RE: Sundays reading :)25 Nov 2018 15:50
C7
The following 2 paragraphs are taken from the atricle
"In 2012, a team of German researchers, led by scientists at BioNTech, sequenced a widely used mouse tumor cell line designed to mimic human melanoma cells. They identified 962 mutations and used RNA sequencing to identify 563 that were expressed in genes. The group then created vaccines made of protein fragments that contained 50 of the mutations and injected them into mice to see if this would prime the immune system to respond. About one third—16 of the mutations—were detected by the immune system, and five of those generated an immune response designed specifically to attack any cell found to harbor such mutations."

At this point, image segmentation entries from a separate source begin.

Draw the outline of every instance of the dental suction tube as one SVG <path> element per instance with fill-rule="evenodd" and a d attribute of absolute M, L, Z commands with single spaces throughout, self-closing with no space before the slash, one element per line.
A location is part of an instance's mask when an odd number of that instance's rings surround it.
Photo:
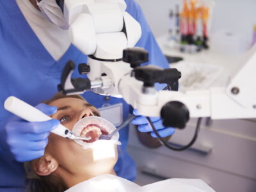
<path fill-rule="evenodd" d="M 14 96 L 11 96 L 6 99 L 4 102 L 4 108 L 28 122 L 44 122 L 52 119 L 41 111 Z M 60 124 L 59 126 L 51 132 L 67 139 L 84 140 L 91 139 L 90 138 L 76 136 L 72 131 L 61 124 Z"/>

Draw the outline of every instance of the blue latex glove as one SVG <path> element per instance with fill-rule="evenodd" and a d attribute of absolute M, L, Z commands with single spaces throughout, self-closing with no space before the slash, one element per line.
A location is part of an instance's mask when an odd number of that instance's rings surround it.
<path fill-rule="evenodd" d="M 54 113 L 57 108 L 45 104 L 36 106 L 47 115 Z M 48 143 L 49 131 L 60 124 L 57 120 L 42 122 L 28 122 L 17 116 L 12 117 L 5 126 L 6 142 L 15 159 L 20 162 L 42 156 Z"/>
<path fill-rule="evenodd" d="M 133 110 L 133 114 L 139 115 L 136 109 Z M 160 117 L 150 117 L 156 129 L 162 138 L 172 135 L 175 131 L 175 129 L 173 127 L 165 127 L 162 124 L 162 120 Z M 138 116 L 132 121 L 134 125 L 139 125 L 138 129 L 140 132 L 150 132 L 151 136 L 157 138 L 156 134 L 152 131 L 152 128 L 148 125 L 148 121 L 145 116 Z"/>

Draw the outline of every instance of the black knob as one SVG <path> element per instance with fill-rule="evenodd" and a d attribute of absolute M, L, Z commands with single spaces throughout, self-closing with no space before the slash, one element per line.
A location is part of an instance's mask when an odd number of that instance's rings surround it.
<path fill-rule="evenodd" d="M 131 63 L 131 67 L 136 68 L 141 63 L 148 61 L 148 52 L 141 47 L 127 48 L 123 51 L 122 60 Z"/>
<path fill-rule="evenodd" d="M 145 65 L 134 68 L 134 76 L 137 80 L 144 83 L 145 86 L 154 86 L 154 83 L 159 82 L 163 69 L 155 65 Z"/>
<path fill-rule="evenodd" d="M 90 66 L 86 63 L 81 63 L 78 66 L 78 71 L 80 74 L 83 75 L 90 72 Z"/>
<path fill-rule="evenodd" d="M 164 126 L 183 129 L 189 120 L 189 111 L 183 103 L 171 101 L 162 108 L 161 117 Z"/>

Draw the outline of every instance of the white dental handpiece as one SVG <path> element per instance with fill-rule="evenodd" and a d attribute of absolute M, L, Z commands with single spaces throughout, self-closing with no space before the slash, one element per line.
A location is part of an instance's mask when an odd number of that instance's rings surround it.
<path fill-rule="evenodd" d="M 41 111 L 14 96 L 10 96 L 6 99 L 4 101 L 4 108 L 28 122 L 44 122 L 52 119 Z M 51 132 L 67 139 L 91 140 L 90 137 L 84 138 L 75 136 L 72 131 L 61 124 L 60 124 L 59 126 Z"/>

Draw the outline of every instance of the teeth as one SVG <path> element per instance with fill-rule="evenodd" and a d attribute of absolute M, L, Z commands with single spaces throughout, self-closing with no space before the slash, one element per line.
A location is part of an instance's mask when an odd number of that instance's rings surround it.
<path fill-rule="evenodd" d="M 85 136 L 87 132 L 93 130 L 95 130 L 97 131 L 97 134 L 98 135 L 98 136 L 100 136 L 101 135 L 101 131 L 99 127 L 96 126 L 90 126 L 89 127 L 87 127 L 86 129 L 83 130 L 82 132 L 81 133 L 81 136 Z"/>

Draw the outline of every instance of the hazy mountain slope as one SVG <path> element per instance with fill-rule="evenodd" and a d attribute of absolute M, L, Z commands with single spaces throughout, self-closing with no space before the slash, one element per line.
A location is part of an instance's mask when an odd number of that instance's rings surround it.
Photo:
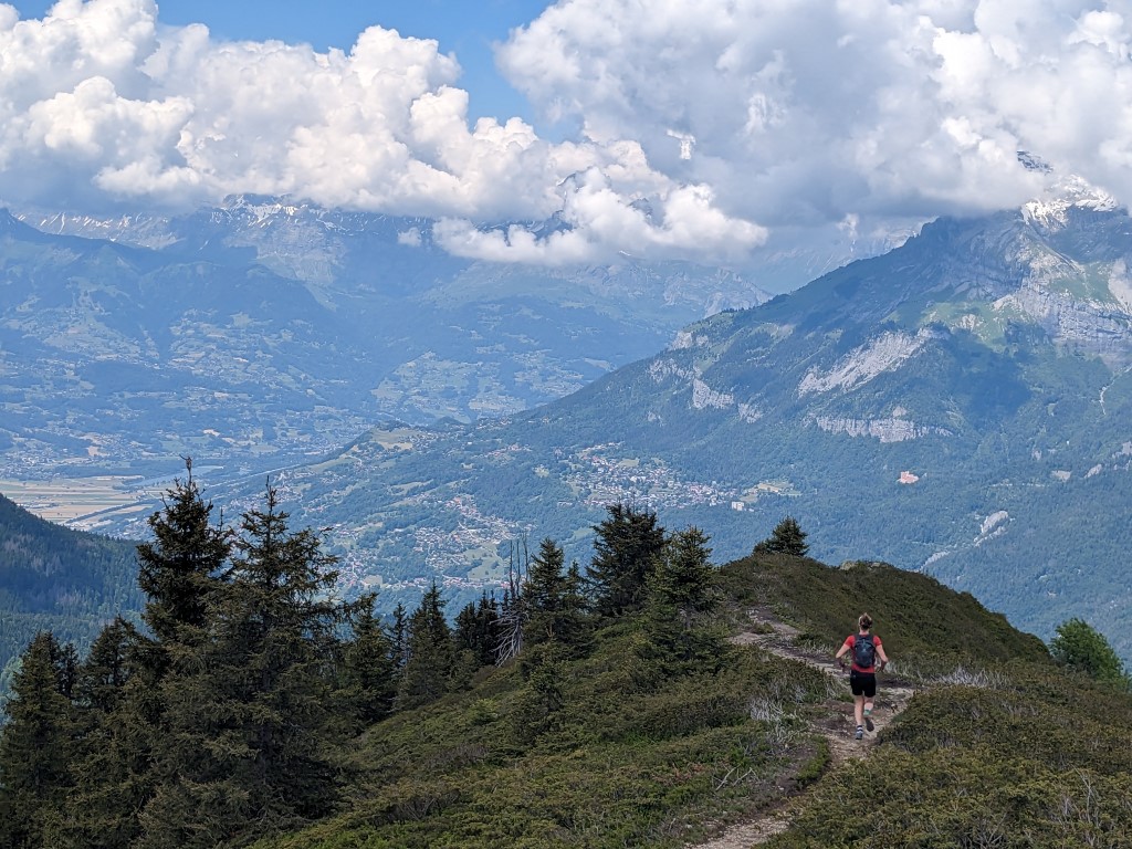
<path fill-rule="evenodd" d="M 524 535 L 583 551 L 629 499 L 720 557 L 790 513 L 824 559 L 927 569 L 1044 634 L 1084 616 L 1127 654 L 1129 223 L 1088 198 L 941 221 L 531 413 L 379 429 L 280 482 L 391 599 L 478 592 Z"/>
<path fill-rule="evenodd" d="M 687 263 L 472 263 L 429 221 L 273 198 L 25 217 L 43 230 L 0 221 L 0 477 L 168 472 L 186 454 L 232 474 L 384 418 L 514 413 L 765 299 Z"/>
<path fill-rule="evenodd" d="M 0 672 L 40 631 L 85 646 L 140 603 L 134 543 L 60 528 L 0 495 Z"/>

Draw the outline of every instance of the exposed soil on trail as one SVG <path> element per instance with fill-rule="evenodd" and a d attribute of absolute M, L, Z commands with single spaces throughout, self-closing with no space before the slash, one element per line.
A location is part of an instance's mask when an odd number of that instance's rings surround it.
<path fill-rule="evenodd" d="M 751 627 L 736 636 L 731 642 L 736 645 L 761 645 L 779 657 L 806 663 L 820 669 L 829 676 L 843 681 L 846 694 L 849 693 L 849 680 L 844 670 L 833 660 L 833 652 L 816 652 L 798 645 L 797 628 L 777 619 L 765 608 L 748 610 Z M 877 687 L 877 698 L 873 710 L 875 730 L 867 731 L 861 740 L 854 739 L 856 720 L 852 702 L 830 701 L 824 705 L 825 718 L 811 724 L 813 731 L 822 735 L 830 746 L 830 766 L 837 770 L 847 761 L 859 761 L 868 755 L 876 745 L 876 735 L 897 717 L 911 700 L 915 689 L 907 681 L 891 676 L 881 678 Z M 698 843 L 689 849 L 748 849 L 761 846 L 775 834 L 786 831 L 790 825 L 790 806 L 804 799 L 805 795 L 783 801 L 781 806 L 746 823 L 737 823 L 723 834 L 705 843 Z"/>

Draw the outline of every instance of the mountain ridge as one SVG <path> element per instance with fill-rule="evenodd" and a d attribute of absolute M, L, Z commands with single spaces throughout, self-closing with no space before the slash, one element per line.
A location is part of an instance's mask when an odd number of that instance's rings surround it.
<path fill-rule="evenodd" d="M 790 513 L 823 559 L 929 571 L 1039 633 L 1083 615 L 1126 655 L 1132 317 L 1099 286 L 1132 255 L 1129 232 L 1123 209 L 1086 206 L 1045 232 L 1021 211 L 943 220 L 540 409 L 380 427 L 281 488 L 342 529 L 358 581 L 387 590 L 499 585 L 513 540 L 581 546 L 614 500 L 715 528 L 724 557 Z M 1018 291 L 1083 318 L 1027 309 Z"/>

"At the urging of Mellman, Delamarre took Genentech’s own lab mice and sequenced their tumor cells, identifying 1,200 individual mutations not present in normal tissue. Then she measured how T cells naturally responded to them. Of those 1,200 mutations, she found, the mice’s immune system had begun to mount attacks against only two."
The above 2 paragraphs sound to me like a scatter-gun approach. Let's try every target we can think of and keep narrowing it down. I suspect you need a lot of money and resources to do this.
Contrast this to Lindy with little money and few resources and yet she comes up with effective vaccines (some still to be proved in the clinic). I just think her science is much better directed. She just has more knowledge IMHO.